By 2027, analysts predict GLP-1 drugs will make up 85% of the weight loss market. But if prices don’t drop and coverage doesn’t improve, they’ll remain out of reach for most Americans.
For now, the choice isn’t just about which drug is stronger-it’s about what you can live with, afford, and stick to.
Practical Tips If You’re Considering One
- Start low, go slow. Most side effects happen during dose escalation. Your doctor should increase your dose gradually over 4-5 months.

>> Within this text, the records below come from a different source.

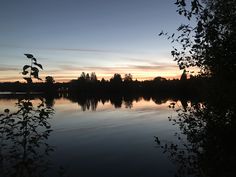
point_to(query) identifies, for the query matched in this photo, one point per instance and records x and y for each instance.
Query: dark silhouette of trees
(211, 43)
(32, 70)
(205, 146)
(49, 80)
(128, 78)
(184, 75)
(23, 133)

- Use anti-nausea meds like ondansetron temporarily if needed. Many patients find relief.
- Work with a specialty pharmacy-they handle prior authorizations better than regular pharmacies.
- Check manufacturer assistance programs. Novo Nordisk (Wegovy) and Eli Lilly (Zepbound) offer coupons and patient support.
- Track your progress. Weight loss isn’t linear. Some weeks you’ll lose more, some weeks you’ll plateau. That’s normal.
- Don’t expect miracles. These drugs work best with diet and movement. They’re tools, not magic.
There’s no single best drug. The best one is the one you can take consistently-and afford.